The project moved to the cloud. GitHub took over source code management, and the numerous copies of project files saved on USB sticks, external hard disks and DVDs became obsolete. Astrolabe and Charta Caeli each got its own repository whereas Astrolabe intentionally doesn’t build, but just holds a chronological archive of project states back to beginnings with Gnuplot.
The five-star open source planetarium program Stellarium provided the idea for an extension to draw artistic representations of the ancient constellations. It provided important parts of the mapping algorithm as well as beautiful drawings both cribbed and referenced by Charta Caeli, respectively. The derived algorithm turned out quite slow but luckily GPGPU came around the corner these days and the most challenging phase of the project began. A belly decision brought CUDA from NVIDIA into play and coincidentally Alan Kaminsky's Parallel Java 2 Library as well, which promised to minimize parallelization efforts.
However, things got complicated anyway due to the lack of a CUDA capable device. AWS filled the gap with a G2 instance but claimed a charge for it. Furthermore, Visual Studio Community had to join the toolset because the CUDA SDK won't run the compilers supplied by Cygwin. Moreover, to make things complete the CUDA SDK won't compile as well if there's no CUDA device. Therefore, the approach was to develop, compile and test as much as possible on local environment and to utilize AWS as a final step, ideally just to confirm everything's ok.
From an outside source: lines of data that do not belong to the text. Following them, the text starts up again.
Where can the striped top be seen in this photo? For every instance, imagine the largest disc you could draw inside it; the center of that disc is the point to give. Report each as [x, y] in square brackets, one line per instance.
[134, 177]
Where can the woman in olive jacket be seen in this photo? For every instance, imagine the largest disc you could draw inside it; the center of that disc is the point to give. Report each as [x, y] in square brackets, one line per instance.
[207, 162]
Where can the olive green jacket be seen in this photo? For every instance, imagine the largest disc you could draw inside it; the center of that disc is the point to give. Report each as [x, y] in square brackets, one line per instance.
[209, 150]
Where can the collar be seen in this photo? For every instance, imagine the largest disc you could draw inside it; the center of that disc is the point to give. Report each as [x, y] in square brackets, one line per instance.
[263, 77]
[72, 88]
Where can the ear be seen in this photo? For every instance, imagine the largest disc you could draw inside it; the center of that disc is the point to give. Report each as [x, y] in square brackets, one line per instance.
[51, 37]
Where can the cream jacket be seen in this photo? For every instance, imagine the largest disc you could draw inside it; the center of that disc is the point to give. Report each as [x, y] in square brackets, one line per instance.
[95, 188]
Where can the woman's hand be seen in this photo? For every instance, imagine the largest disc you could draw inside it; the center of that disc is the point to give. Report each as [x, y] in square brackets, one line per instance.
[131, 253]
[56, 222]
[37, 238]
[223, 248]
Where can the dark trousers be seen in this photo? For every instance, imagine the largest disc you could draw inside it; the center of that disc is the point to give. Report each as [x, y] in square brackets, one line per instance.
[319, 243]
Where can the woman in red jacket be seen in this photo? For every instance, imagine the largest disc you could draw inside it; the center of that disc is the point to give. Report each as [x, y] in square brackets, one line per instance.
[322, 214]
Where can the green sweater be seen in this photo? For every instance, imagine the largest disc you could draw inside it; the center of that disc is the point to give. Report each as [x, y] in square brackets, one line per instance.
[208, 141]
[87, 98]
To accomplish this every piece of CUDA code, that is code executing on a CUDA capable device, got a local peer bound to the application via JNI and tested with JUnit. Even the so-called kernels at the very heart of any CUDA program, had been developed and tested this way before compiled for CUDA and deployed to the AWS instance. Fortunately, with some manual interventions the SDK compiled for CUDA even without an appropriate device. The details to this are in another repository on GitHub.
Finally, CUDA came to work and the algorithm boosted as expected. The German computer magazine c't published the approach and there is an English infographic as well which furthermore is free of charge.
This is a good time to mention the community on Stackoverflow and their priceless efforts for providing valuable answers to seemingly any problem or question a software developer might ever have.
Current work focuses on website development and integration with social media. Part of this was in focus earlier but suspended, mainly because there was no UI concept to create chart definitions in a browser. Then Xonomy from Michal Boleslav Měchura came into sight and gave the impulse to start actually working on a Charta Caeli web service.